Kip miró por encima del hombro. Parecía que Sanson tuviera la cara encendida. Kip dio un paso atrás y se tambaleó al afilado borde del sendero. Allí donde la piel de Sanson estaba expuesta, parecía caliente. Kip podía ver incluso el vapor que se elevaba de sus brazos en pequeños remolinos anaranjados.

—¿Qué te pasa en los ojos? —preguntó Sanson—. Da igual. ¡En marcha, Kip!

De nuevo, Sanson tenía razón. Daba igual lo que Kip estuviera viendo, o cómo. Se giró y reanudó la marcha. De alguna manera, lo asombroso de la experiencia eclipsó el temor que lo atenazaba. Las plantas eran como antorchas que iluminaban su camino, perfilando con delicadeza el sendero que discurría entre ellas.

Con una mano sosteniendo aún los pesados pantalones empapados de agua, Kip empezó a correr tan deprisa como le era posible, sin arredrarse ante las rocas resbaladizas, lo angosto del camino y la muerte emboscada a su lado.

Había cuerpos en el río, atrapados en los rápidos. Orholam misericordioso, la granja de los Sendina estaba sembrada de cadáveres, pequeños promontorios casi tan fríos como el suelo sobre el que yacían. Las ruinas humeantes de los edificios centellaban abrasadoras en la visión de Kip. Lo más importante para Sanson y él, vio una batea de fondo plano amarrada en el embarcadero de los Sendina. Los muchachos llegaron al final del sendero sin aminorar el paso.
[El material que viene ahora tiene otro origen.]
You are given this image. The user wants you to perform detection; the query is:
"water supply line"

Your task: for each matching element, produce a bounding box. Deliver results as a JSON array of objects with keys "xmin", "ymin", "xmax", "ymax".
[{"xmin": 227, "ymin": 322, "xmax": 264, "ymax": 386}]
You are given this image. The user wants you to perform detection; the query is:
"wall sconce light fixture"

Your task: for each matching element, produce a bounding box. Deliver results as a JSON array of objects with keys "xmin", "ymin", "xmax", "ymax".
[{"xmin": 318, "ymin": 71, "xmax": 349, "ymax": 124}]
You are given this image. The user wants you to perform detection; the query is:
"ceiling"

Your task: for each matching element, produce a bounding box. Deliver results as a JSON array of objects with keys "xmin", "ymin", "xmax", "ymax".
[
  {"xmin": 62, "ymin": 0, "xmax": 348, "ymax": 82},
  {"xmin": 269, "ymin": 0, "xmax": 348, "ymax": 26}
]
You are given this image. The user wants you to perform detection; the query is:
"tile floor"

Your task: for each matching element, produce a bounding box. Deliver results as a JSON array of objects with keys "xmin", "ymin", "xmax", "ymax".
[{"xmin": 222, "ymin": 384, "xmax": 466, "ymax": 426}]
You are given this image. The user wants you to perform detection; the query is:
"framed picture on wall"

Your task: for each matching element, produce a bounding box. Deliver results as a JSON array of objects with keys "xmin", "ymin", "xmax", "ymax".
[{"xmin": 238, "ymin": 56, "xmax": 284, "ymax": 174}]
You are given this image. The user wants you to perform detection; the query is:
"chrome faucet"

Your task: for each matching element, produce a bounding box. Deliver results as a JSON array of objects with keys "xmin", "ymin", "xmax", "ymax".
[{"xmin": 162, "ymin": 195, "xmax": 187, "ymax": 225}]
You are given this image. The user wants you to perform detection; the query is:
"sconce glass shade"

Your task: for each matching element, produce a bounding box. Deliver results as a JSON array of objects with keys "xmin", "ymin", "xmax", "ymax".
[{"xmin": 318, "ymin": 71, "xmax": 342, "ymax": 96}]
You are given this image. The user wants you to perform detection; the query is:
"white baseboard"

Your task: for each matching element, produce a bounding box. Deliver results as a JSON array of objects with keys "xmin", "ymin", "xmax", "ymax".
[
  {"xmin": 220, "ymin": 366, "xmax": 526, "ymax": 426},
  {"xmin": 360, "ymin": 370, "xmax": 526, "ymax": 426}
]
Doblaron una esquina y, al sol del amanecer, se tropezaron con treinta Hombres Espejo a caballo que los aguardaban en formación de combate.

—Queríamos capturarte con vida —anunció el trazador rojo. Su piel era carmesí, y la furia teñía su voz—. Un trazador con tu potencial no se encuentra todos los días. Pero has acabado con la vida de dos hombres del rey Garadul, y por eso debes morir.